I don’t know how the Serbian girl learned English so quickly, but I do know the secret of the Romanian boy. He sat before the television set all summer and binged on “Happy Days.” He literally learned English from the Fonz. Well, we all know (or anyone over 40 knows) what the Fonz would say to that.
Learning language from television shows is now recommended by various pop polyglots including Paul Noble and Gabriel Werner. Their suggestion is to watch shows you already know and loved–wildly successful shows including 50 or, better yet, 100 episodes–dubbed into the language you are learning. Noble, whose super-easy Italian materials I am reading, suggested Friends.
I never watched Friends. Squinting into the past, I see that the only shows I watched even semi-regularly were X-Files and Babylon Five. From 1996 to 2009 I didn’t own a television, and when at my parents’ I deplored my mother’s love for Buffy the Vampire Slayer and other gorefests, shutting my bedroom door firmly upon the shrieks and moans of horror and pain coming from the living room TV.
But in the 1980s, my show of shows was Scarecrow and Mrs King, and to my joy, I have found it dubbed into Italian on youtube. I haven’t found it for sale as yet, but Youtube fits the bill.

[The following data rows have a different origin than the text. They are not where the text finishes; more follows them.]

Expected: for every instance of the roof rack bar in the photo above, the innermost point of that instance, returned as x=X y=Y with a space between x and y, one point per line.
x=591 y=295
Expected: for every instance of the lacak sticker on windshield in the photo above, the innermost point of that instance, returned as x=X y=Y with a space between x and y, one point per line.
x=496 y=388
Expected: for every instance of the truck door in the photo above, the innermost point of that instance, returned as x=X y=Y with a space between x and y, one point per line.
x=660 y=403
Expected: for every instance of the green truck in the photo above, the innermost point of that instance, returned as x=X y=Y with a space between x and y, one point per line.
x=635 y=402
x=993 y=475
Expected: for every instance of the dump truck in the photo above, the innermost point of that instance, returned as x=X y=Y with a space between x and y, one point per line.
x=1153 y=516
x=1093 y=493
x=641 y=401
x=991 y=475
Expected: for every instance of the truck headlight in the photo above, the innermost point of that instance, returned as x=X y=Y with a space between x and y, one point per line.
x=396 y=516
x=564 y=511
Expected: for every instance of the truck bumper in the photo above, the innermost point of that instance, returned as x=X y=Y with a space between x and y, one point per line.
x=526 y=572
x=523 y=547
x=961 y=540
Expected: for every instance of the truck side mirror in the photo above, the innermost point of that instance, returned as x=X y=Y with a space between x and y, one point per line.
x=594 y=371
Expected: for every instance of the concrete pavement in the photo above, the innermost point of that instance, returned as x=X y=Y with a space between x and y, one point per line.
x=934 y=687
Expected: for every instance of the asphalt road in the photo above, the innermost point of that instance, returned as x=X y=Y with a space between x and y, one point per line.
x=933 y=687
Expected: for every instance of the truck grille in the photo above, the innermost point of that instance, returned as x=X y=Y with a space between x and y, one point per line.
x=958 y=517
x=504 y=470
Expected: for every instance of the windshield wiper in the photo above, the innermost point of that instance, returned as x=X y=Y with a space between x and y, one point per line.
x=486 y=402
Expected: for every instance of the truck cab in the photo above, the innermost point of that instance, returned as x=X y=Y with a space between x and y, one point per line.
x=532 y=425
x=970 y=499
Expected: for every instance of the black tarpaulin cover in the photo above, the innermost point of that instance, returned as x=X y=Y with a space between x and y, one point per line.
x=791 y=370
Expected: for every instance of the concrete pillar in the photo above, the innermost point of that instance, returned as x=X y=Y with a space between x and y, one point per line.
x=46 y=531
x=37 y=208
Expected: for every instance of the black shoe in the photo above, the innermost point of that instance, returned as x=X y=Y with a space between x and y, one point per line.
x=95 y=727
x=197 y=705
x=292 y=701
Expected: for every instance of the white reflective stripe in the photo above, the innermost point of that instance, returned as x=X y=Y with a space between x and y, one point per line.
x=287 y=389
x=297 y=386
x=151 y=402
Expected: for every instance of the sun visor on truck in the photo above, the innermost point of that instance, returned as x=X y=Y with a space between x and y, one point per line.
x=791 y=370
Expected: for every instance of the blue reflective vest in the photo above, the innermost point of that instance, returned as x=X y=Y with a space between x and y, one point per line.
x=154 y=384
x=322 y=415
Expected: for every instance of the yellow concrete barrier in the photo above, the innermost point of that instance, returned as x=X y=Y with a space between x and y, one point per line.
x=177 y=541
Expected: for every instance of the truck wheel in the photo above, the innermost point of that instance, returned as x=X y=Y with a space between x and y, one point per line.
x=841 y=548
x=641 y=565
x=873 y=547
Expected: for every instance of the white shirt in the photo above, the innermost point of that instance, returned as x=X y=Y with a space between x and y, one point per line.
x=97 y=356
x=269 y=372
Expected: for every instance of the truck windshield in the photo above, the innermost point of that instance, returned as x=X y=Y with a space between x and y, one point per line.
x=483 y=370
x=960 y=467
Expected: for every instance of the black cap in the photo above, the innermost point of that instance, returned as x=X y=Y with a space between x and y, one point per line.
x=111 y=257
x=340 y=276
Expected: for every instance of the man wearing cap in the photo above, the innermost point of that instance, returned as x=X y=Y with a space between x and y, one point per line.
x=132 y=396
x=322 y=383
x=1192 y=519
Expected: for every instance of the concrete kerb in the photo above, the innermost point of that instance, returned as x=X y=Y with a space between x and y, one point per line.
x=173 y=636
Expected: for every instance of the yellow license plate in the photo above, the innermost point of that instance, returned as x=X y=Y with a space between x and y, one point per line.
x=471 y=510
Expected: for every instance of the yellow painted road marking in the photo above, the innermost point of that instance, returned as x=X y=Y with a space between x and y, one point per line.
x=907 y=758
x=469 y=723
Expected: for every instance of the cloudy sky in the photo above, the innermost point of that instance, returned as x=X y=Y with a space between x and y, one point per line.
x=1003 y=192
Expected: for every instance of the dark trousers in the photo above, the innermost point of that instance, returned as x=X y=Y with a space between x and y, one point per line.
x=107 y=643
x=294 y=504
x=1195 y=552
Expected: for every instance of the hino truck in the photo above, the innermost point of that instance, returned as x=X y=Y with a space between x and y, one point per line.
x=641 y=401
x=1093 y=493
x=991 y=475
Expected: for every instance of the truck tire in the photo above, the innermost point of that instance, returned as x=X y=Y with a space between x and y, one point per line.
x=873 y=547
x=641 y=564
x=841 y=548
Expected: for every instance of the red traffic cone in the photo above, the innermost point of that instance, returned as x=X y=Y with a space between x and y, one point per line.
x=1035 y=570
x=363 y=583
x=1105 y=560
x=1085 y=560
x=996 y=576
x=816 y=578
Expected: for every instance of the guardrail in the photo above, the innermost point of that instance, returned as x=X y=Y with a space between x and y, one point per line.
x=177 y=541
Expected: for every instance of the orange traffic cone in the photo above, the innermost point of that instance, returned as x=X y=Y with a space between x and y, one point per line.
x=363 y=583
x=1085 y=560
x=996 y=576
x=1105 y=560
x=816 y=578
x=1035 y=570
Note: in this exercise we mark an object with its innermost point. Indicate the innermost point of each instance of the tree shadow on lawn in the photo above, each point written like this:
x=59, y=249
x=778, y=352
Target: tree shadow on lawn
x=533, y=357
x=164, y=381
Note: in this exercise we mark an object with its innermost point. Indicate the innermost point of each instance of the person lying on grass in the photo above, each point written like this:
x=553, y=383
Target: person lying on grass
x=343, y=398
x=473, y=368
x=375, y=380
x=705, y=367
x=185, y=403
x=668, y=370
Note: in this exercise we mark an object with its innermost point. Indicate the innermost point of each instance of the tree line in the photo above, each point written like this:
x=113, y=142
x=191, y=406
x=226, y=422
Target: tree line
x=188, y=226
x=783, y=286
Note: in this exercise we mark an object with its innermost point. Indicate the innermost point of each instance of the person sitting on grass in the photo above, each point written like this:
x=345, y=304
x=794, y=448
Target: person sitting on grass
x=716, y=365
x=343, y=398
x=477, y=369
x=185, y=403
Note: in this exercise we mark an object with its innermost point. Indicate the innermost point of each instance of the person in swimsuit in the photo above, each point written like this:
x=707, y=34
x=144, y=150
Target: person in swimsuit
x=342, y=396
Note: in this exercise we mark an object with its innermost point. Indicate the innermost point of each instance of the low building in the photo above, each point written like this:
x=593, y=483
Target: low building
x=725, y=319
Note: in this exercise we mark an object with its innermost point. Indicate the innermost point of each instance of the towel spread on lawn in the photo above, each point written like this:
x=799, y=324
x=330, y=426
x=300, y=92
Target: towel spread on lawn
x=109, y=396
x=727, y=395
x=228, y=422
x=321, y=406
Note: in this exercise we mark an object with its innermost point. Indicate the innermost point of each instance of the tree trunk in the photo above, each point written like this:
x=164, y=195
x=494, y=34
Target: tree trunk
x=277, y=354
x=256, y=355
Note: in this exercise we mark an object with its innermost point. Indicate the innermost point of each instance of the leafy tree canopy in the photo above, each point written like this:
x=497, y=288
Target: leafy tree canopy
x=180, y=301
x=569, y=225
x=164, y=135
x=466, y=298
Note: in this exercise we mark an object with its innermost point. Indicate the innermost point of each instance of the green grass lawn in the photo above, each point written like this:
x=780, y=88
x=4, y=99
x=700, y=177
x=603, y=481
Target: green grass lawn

Polish is more complicated because the Poles do not dub foreign-to-them shows. Traditionally they have a reader (or lektor) reading a Polish translation over the original dialogue. Meanwhile, unlike the Italians and the Germans, they never developed a love for Scarecrow and Mrs King. This is without doubt because of timing: a show in which the baddies are usually Soviet spies was never going to be shown in the People’s Republic of Poland.
The Wall came down in time for the Poles to see Friends, however. Here is a lektor reading along to Friends.
You may perceive the problem. It’s even worse here with Big Bang Theory:
Thus I am as yet unsure as how to best improve my Polish by binging on television shows. It is all their fault for loving lektors so much and turning up their noses at the wonderful art of dubbing, which was perfected, I’m told, by the Germans.
Update: I have been reminded that Disney films for children are dubbed into Polish. This may be the way forward. There may be a Polish Disney Princess binge-viewing in my future.